Les analystes prévoyaient un bénéfice trimestriel encore plus faible, en baisse de 70%. En outre, la banque avait affiché de fort mauvais résultats au troisième trimestre, signant une deuxième perte depuis son introduction en Bourse (-428 millions de dollars). C’est pourquoi les investisseurs ont bien réagi à la publication des comptes, le titre s’adjugeant 6,79%, à 104,31 dollars.
Le montant total des rémunérations a également reculé de 21%, à 12,2 millions de dollars, par rapport à l’année précédente. Alors que les dépenses hors rémunérations restent stables sur l’ensemble de l’exercice, l’équipe de Lloyd Blankfein a concentré ses efforts sur le dernier trimestre: les coûts ont été réduits de 15% par rapport à la même période en 2010. Ces décisions ont été positivement perçues par les professionnels. «Je préférerais voir Goldman Sachs investir davantage dans leurs activités, mais ils doivent clairement ajuster leurs effectifs en fonction des conditions de marché», déclare à Reuters Gary Townsend, président de Hill-Townsend Capital.
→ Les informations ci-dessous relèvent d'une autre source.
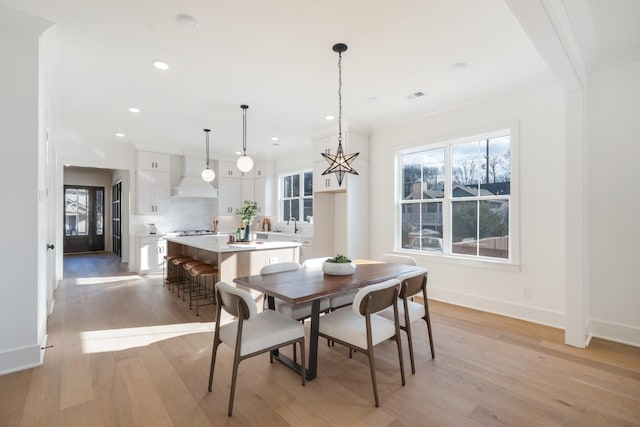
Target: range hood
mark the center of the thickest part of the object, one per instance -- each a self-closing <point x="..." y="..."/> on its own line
<point x="191" y="184"/>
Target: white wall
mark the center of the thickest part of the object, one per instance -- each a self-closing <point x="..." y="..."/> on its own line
<point x="539" y="113"/>
<point x="614" y="202"/>
<point x="22" y="306"/>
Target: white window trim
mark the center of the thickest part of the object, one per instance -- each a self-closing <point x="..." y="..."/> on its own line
<point x="511" y="264"/>
<point x="281" y="192"/>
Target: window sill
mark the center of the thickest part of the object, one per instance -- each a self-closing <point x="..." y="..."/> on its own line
<point x="463" y="261"/>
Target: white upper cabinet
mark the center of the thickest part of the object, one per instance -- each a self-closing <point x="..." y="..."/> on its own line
<point x="228" y="170"/>
<point x="153" y="182"/>
<point x="153" y="161"/>
<point x="152" y="192"/>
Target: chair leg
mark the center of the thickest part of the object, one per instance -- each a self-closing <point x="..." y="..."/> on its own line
<point x="213" y="362"/>
<point x="234" y="377"/>
<point x="407" y="329"/>
<point x="400" y="358"/>
<point x="302" y="359"/>
<point x="427" y="318"/>
<point x="373" y="377"/>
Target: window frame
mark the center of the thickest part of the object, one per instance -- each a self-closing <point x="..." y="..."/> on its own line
<point x="511" y="263"/>
<point x="301" y="198"/>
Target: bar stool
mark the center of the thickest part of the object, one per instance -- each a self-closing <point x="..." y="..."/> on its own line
<point x="200" y="273"/>
<point x="189" y="282"/>
<point x="180" y="277"/>
<point x="168" y="269"/>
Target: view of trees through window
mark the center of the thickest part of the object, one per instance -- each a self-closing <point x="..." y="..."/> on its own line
<point x="455" y="197"/>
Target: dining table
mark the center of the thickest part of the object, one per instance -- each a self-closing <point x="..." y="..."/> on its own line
<point x="311" y="285"/>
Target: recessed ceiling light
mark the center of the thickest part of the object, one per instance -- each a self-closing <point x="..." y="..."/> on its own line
<point x="187" y="21"/>
<point x="160" y="65"/>
<point x="415" y="95"/>
<point x="459" y="66"/>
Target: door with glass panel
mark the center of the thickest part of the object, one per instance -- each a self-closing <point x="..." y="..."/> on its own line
<point x="83" y="219"/>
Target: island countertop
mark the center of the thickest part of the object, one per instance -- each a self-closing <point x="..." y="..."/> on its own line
<point x="233" y="260"/>
<point x="219" y="244"/>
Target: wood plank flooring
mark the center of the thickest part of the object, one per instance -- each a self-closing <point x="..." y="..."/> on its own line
<point x="127" y="352"/>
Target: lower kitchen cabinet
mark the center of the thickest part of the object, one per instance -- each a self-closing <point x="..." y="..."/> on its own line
<point x="150" y="251"/>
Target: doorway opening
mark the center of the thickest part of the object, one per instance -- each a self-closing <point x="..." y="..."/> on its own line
<point x="83" y="219"/>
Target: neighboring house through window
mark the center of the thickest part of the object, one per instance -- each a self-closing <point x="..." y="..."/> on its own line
<point x="296" y="197"/>
<point x="455" y="197"/>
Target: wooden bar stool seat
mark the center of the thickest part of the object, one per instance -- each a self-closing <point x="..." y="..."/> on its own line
<point x="169" y="269"/>
<point x="180" y="278"/>
<point x="200" y="290"/>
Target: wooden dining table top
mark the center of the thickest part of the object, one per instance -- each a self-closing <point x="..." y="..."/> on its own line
<point x="307" y="284"/>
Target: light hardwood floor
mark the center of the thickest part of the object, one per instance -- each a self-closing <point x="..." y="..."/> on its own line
<point x="127" y="352"/>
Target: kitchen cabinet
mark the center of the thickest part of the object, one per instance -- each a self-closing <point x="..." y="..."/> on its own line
<point x="147" y="160"/>
<point x="150" y="252"/>
<point x="152" y="192"/>
<point x="228" y="170"/>
<point x="153" y="182"/>
<point x="234" y="187"/>
<point x="229" y="195"/>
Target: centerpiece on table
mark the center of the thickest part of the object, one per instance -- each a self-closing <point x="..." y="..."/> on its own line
<point x="248" y="214"/>
<point x="340" y="265"/>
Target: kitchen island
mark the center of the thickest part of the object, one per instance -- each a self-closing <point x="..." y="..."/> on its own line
<point x="233" y="259"/>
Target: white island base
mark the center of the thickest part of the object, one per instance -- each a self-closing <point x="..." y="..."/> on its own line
<point x="233" y="260"/>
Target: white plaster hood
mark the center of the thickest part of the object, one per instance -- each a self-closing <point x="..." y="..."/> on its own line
<point x="191" y="184"/>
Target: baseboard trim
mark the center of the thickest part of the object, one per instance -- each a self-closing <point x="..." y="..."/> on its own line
<point x="617" y="332"/>
<point x="19" y="359"/>
<point x="531" y="314"/>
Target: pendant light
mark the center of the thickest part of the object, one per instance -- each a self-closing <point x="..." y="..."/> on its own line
<point x="245" y="163"/>
<point x="207" y="174"/>
<point x="339" y="163"/>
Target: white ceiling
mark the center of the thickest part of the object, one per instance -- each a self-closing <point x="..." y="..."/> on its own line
<point x="276" y="57"/>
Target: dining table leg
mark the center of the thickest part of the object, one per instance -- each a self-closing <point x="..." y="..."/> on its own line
<point x="312" y="368"/>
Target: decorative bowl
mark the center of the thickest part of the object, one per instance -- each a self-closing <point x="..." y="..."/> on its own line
<point x="338" y="268"/>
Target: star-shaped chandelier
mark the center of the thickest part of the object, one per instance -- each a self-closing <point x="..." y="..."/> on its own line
<point x="340" y="163"/>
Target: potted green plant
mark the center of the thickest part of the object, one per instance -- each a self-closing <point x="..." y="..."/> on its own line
<point x="339" y="265"/>
<point x="247" y="214"/>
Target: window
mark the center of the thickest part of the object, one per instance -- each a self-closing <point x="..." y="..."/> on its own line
<point x="455" y="197"/>
<point x="297" y="196"/>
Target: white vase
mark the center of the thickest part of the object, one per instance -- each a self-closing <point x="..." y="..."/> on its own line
<point x="338" y="268"/>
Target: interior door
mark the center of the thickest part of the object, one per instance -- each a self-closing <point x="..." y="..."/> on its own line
<point x="83" y="219"/>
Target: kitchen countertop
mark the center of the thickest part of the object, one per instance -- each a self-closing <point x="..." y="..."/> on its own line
<point x="284" y="234"/>
<point x="215" y="244"/>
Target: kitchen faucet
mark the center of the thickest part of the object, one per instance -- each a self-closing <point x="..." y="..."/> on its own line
<point x="295" y="224"/>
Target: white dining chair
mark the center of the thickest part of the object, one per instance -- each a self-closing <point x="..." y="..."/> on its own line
<point x="398" y="259"/>
<point x="252" y="333"/>
<point x="360" y="328"/>
<point x="413" y="284"/>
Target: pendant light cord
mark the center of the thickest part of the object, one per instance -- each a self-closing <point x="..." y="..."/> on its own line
<point x="206" y="131"/>
<point x="339" y="98"/>
<point x="244" y="129"/>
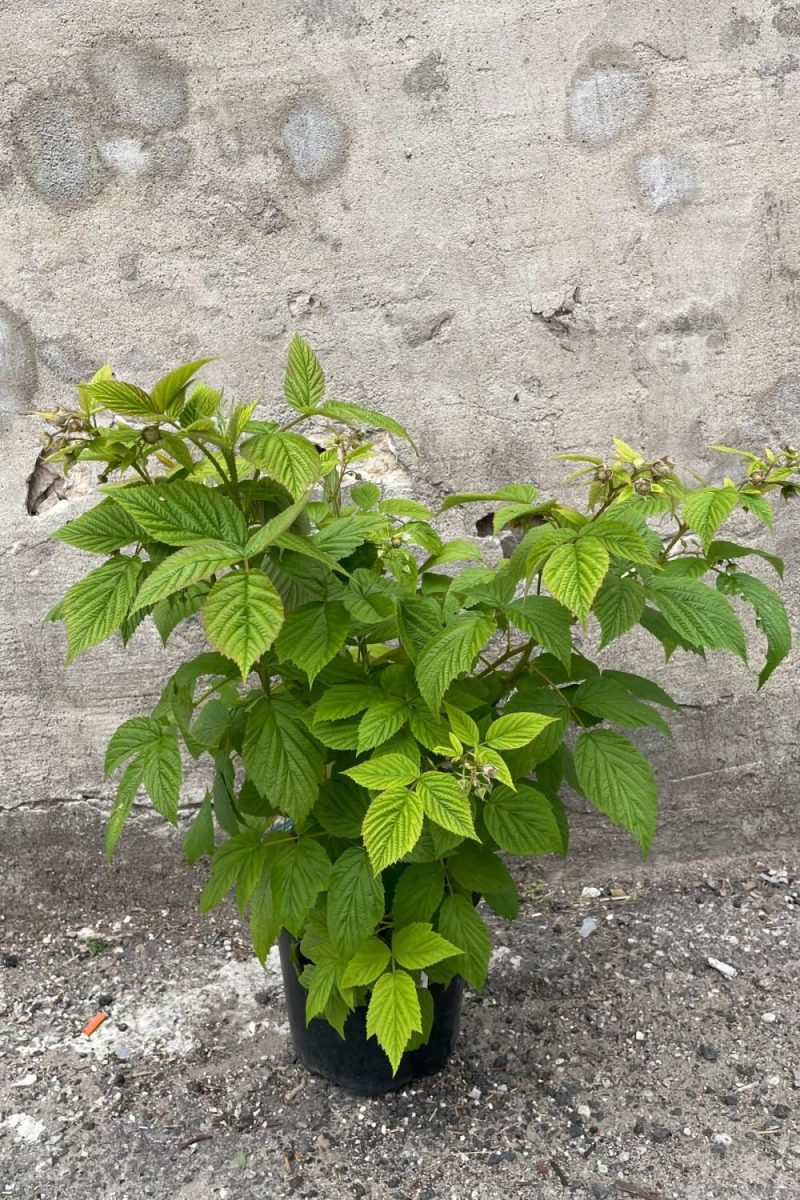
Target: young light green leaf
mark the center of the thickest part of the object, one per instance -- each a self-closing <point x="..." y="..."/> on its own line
<point x="187" y="565"/>
<point x="619" y="781"/>
<point x="301" y="870"/>
<point x="391" y="827"/>
<point x="382" y="721"/>
<point x="419" y="893"/>
<point x="573" y="574"/>
<point x="446" y="803"/>
<point x="179" y="513"/>
<point x="274" y="529"/>
<point x="618" y="606"/>
<point x="619" y="539"/>
<point x="167" y="391"/>
<point x="384" y="771"/>
<point x="708" y="508"/>
<point x="463" y="725"/>
<point x="702" y="616"/>
<point x="313" y="634"/>
<point x="162" y="772"/>
<point x="101" y="531"/>
<point x="242" y="616"/>
<point x="523" y="822"/>
<point x="461" y="924"/>
<point x="124" y="399"/>
<point x="394" y="1014"/>
<point x="547" y="621"/>
<point x="355" y="900"/>
<point x="449" y="653"/>
<point x="304" y="382"/>
<point x="281" y="757"/>
<point x="419" y="946"/>
<point x="96" y="606"/>
<point x="368" y="961"/>
<point x="516" y="730"/>
<point x="288" y="457"/>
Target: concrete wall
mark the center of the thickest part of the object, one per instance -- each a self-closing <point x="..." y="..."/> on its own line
<point x="518" y="226"/>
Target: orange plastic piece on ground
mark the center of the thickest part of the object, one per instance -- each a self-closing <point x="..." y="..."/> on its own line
<point x="94" y="1024"/>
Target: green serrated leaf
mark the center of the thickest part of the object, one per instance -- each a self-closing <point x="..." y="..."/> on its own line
<point x="281" y="757"/>
<point x="573" y="574"/>
<point x="708" y="508"/>
<point x="242" y="616"/>
<point x="368" y="961"/>
<point x="702" y="616"/>
<point x="516" y="730"/>
<point x="545" y="619"/>
<point x="391" y="827"/>
<point x="313" y="634"/>
<point x="619" y="781"/>
<point x="287" y="457"/>
<point x="384" y="771"/>
<point x="301" y="870"/>
<point x="618" y="606"/>
<point x="179" y="513"/>
<point x="187" y="565"/>
<point x="419" y="893"/>
<point x="417" y="946"/>
<point x="446" y="803"/>
<point x="355" y="900"/>
<point x="97" y="605"/>
<point x="101" y="531"/>
<point x="380" y="721"/>
<point x="394" y="1014"/>
<point x="450" y="653"/>
<point x="523" y="822"/>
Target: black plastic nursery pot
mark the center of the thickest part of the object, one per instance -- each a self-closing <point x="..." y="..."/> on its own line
<point x="356" y="1062"/>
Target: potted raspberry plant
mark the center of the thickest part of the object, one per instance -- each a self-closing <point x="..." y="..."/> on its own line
<point x="386" y="714"/>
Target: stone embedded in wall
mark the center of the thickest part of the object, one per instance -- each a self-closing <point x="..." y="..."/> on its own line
<point x="427" y="78"/>
<point x="666" y="181"/>
<point x="138" y="88"/>
<point x="65" y="359"/>
<point x="172" y="156"/>
<point x="787" y="21"/>
<point x="606" y="102"/>
<point x="314" y="141"/>
<point x="58" y="150"/>
<point x="740" y="30"/>
<point x="126" y="156"/>
<point x="18" y="376"/>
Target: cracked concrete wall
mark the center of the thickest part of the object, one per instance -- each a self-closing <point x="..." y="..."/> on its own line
<point x="518" y="227"/>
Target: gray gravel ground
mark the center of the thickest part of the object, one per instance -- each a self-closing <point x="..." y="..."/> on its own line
<point x="619" y="1063"/>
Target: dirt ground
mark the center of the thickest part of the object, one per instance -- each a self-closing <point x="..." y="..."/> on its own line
<point x="608" y="1057"/>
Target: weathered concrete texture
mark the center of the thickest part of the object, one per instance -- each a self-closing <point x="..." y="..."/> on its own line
<point x="519" y="228"/>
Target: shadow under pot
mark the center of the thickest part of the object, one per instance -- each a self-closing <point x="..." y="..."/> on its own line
<point x="356" y="1062"/>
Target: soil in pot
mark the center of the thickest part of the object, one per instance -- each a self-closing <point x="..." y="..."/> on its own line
<point x="356" y="1062"/>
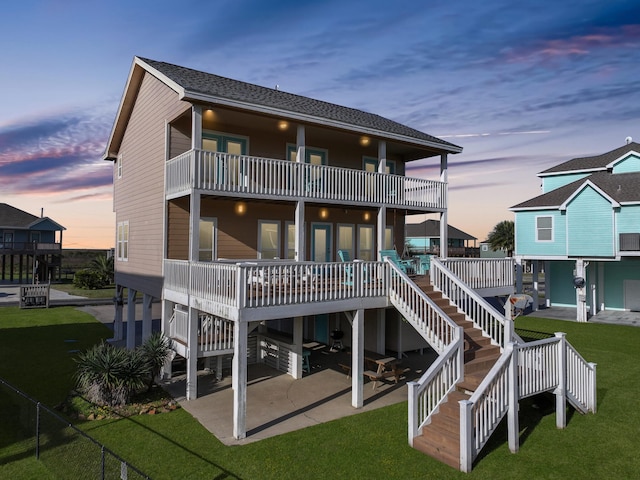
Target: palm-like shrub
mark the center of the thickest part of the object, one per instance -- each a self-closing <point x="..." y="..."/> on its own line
<point x="109" y="375"/>
<point x="155" y="350"/>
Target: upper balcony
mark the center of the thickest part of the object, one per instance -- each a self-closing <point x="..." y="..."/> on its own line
<point x="30" y="247"/>
<point x="267" y="178"/>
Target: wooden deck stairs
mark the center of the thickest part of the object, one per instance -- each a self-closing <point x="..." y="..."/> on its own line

Le pessimisme des analystes concernait en particulier les activités de trading: ces dernières semaines, ils avaient fortement réduit leurs prévisions. En l’occurrence, l’activité sur les marchés de taux et actions a respectivement reculé de 17% et de 32% au quatrième trimestre (à 1,36 milliard et 526 millions de dollars).
Il n’en reste pas moins que 2011 est un exercice à oublier pour Goldman Sachs. Tous ses métiers affichent un recul à deux chiffres de leurs revenus au dernier trimestre. Sur l’année, seul l’activité investment management affiche une (très légère) progression. «Le groupe a fait du bon travail en termes de coûts, mais il devient de plus en plus difficile à analyser. On ne peut plus s’attendre à ce que les différentes activités soient performantes simultanément. Aucune ne satisfait aux attentes en termes de revenus», souligne Jack Kaplan, gérant chez Carret Asset Management.